Prolonged, extreme cold temperatures are having an impact on the City’s watermains and water services causing delays in response times to service calls related to the cold weather.
Toronto has been experiencing unprecedented, sub-zero temperatures for an extended period of time. Water pipes are buried below the frost line (the frost line is approximately four feet below the surface), but unusually cold weather is freezing the ground below the frost line, causing watermains to break more frequently and some water services, the underground pipes that brings water to homes, to freeze.
The City has hired contractors to help Toronto Water staff thaw frozen underground water services, and is making arrangements to purchase more thawing equipment. Additional staff are being reassigned to assist with frozen pipes and watermain breaks. Municipalities throughout the GTA are also experiencing a significant increase in watermain breaks and freezing pipes so we are unable to ask for assistance from our local neighbours.
The City is asking residents for their patience, as it deals with extremely high volumes of service calls related to the cold weather.
Fro, January 1 to February 28 the City has repaired 772 watermain breaks, received 1,839 no water calls and has repaired 438 leaking water services. In 2013, there were approximately 1,500 watermain breaks recorded for the whole year.
How to help prevent underground water services from freezing after repair
- If your underground water service has been repaired by the City, please ensure you keep a tap open for a trickle of water to flow so there is some movement in the water pipes.
Tips to avoid frozen pipes in your home
- While the temperature is well below freezing, consider leaving a tap open enough for a trickle of water to flow so there is some movement in the water pipes that might be vulnerable to freezing.
- If your water pipes are attached to an uninsulated outside wall, remove the clamp from the pipes and gently pull the pipes away from the wall and wrap with insulation.
- Insulate all exposed outside water pipes with specially designed foam pipe covers, available at building supply or home improvement stores.

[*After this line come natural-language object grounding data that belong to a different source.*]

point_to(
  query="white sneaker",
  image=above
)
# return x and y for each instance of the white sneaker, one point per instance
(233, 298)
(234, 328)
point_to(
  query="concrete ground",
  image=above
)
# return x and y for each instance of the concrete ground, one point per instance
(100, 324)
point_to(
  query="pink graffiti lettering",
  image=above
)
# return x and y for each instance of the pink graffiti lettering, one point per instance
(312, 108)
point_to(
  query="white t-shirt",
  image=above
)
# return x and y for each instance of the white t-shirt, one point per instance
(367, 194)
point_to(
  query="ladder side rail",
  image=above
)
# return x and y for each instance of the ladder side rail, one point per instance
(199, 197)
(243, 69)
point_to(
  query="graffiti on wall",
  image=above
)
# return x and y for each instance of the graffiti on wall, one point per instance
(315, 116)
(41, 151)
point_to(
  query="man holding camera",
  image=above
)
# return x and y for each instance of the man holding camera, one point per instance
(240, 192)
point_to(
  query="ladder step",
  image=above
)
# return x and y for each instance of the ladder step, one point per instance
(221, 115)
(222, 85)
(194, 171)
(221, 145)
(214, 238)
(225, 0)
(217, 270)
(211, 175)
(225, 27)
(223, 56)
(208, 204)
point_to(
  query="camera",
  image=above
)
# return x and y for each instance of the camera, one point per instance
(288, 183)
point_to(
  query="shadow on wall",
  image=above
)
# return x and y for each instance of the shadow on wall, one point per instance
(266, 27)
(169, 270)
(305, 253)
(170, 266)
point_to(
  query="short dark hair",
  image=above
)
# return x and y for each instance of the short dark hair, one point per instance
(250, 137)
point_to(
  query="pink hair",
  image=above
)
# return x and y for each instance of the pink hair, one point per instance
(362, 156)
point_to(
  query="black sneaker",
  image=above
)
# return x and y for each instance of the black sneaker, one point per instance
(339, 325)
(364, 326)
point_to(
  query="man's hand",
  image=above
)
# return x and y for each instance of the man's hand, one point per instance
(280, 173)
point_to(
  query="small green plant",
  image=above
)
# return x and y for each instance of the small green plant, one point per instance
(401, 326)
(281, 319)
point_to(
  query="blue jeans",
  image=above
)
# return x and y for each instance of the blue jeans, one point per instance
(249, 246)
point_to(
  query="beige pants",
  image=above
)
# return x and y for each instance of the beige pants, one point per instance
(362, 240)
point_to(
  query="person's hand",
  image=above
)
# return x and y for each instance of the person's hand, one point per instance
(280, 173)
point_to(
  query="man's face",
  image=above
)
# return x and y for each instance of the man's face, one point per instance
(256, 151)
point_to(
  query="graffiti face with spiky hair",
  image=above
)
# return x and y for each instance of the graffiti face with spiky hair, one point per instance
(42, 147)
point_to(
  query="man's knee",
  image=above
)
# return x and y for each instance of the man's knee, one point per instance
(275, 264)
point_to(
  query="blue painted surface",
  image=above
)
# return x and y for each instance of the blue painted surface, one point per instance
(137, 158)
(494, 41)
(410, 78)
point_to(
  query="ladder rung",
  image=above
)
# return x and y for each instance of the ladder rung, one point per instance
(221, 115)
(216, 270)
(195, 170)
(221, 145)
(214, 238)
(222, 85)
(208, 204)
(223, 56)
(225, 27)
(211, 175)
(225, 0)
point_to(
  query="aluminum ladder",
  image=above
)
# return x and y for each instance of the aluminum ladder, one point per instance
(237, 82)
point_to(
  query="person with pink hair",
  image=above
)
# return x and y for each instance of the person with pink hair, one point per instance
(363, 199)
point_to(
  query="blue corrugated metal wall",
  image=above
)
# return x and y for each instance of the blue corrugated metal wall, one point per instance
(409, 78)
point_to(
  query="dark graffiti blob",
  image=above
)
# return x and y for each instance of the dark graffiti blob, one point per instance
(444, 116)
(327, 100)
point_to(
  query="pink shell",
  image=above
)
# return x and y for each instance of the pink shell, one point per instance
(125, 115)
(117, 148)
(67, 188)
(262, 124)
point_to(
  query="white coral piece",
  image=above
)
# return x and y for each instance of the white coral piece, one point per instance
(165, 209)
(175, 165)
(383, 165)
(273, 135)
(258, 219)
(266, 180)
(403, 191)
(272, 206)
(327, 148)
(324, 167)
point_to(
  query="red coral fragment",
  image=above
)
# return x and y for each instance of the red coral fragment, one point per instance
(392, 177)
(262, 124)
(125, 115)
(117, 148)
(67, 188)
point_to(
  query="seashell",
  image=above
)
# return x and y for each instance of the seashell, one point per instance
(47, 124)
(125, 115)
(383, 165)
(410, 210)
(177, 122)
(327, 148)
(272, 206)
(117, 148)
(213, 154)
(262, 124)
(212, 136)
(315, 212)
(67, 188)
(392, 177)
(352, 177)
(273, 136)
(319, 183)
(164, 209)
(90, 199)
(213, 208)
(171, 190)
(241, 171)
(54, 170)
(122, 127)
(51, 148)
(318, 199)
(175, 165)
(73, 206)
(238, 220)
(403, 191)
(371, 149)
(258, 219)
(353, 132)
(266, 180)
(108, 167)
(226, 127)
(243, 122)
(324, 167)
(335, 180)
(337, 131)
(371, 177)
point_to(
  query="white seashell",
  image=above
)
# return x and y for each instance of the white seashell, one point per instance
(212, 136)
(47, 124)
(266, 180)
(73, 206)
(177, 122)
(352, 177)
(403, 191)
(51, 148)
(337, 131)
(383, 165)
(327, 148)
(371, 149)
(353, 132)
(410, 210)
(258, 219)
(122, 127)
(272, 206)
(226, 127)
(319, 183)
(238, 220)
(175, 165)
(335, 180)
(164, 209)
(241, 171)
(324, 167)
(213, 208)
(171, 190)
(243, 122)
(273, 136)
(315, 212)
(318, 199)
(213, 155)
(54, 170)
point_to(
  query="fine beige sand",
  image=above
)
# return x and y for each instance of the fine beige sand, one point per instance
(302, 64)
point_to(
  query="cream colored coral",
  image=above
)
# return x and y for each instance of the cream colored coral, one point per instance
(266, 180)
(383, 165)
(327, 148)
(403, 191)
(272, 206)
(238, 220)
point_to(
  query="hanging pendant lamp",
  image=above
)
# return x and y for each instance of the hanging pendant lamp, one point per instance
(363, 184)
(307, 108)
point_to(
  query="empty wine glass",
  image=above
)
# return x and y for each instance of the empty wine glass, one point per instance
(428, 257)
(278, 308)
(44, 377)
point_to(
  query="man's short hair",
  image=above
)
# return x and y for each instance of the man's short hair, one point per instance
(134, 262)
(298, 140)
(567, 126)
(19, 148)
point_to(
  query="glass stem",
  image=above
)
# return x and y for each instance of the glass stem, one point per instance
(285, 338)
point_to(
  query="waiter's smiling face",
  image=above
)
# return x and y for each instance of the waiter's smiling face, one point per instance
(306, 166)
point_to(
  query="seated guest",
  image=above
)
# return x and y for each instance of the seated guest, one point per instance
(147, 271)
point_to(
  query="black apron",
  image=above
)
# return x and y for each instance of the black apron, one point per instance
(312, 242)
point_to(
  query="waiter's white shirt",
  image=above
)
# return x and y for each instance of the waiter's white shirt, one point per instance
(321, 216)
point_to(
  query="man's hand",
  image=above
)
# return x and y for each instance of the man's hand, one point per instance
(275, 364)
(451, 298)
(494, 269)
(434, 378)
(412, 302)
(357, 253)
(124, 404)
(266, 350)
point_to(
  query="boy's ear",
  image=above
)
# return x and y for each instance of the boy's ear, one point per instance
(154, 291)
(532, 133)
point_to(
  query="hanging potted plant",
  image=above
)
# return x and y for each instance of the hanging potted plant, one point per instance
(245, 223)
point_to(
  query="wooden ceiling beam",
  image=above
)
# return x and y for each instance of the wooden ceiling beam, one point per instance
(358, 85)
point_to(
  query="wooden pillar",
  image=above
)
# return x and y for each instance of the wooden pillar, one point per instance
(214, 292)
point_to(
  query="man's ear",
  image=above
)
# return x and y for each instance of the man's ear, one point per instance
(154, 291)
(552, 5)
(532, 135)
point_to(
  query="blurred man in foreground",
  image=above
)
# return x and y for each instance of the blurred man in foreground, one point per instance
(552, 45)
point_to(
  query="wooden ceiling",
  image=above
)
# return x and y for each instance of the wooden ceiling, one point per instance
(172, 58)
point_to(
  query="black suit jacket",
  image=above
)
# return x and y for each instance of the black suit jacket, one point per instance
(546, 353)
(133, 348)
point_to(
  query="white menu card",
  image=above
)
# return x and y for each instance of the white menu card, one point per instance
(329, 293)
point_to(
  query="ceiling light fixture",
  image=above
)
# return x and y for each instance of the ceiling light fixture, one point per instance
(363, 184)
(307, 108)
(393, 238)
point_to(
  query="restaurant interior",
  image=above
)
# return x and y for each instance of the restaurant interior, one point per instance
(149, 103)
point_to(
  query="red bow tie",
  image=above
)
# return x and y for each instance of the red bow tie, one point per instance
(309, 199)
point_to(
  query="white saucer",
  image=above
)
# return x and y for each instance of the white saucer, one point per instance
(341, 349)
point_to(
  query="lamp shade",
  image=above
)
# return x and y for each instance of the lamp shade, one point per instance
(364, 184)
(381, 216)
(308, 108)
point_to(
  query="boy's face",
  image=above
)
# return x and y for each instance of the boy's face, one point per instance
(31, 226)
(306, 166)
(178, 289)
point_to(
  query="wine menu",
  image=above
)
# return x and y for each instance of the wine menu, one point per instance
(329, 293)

- Keep garage doors closed if there are water supply lines in the garage.
- Open kitchen, bathroom and laundry cabinet doors to allow warmer air to circulate around the plumbing.
- If you are leaving your home for an extended period of time, you can shut off the main service valve in your basement and open all taps to drain the water out of your plumbing lines to prevent them from freezing.
- Commercial water customers need to prepare for cold nights as well. Protect fire lines by wrapping all lines exposed to cold.
Precautions/steps to take to thaw water pipes in your home
- Do not use a torch with an open flame to thaw pipes, as this is a fire hazard.
- Ensure you know the location of your master water shut-off valve. The frozen pipe may be broken and when the water in it thaws it will leak. If the pipe is broken, you will need to shut off the water in your house until the pipe is repaired.
Steps to thaw a frozen pipe
- Turn on a tap in the basement, preferably the cold water faucet in the laundry room.
- Use a blow dryer to warm the suspected frozen pipe for one or two hours. Check blow dryer regularly to ensure it does not overheat.
- Place a warm towel or rag around the suspected frozen pipe.
- Depending on the outside temperature and the extent of freezing within the pipe, the thawing process could take between one and six hours.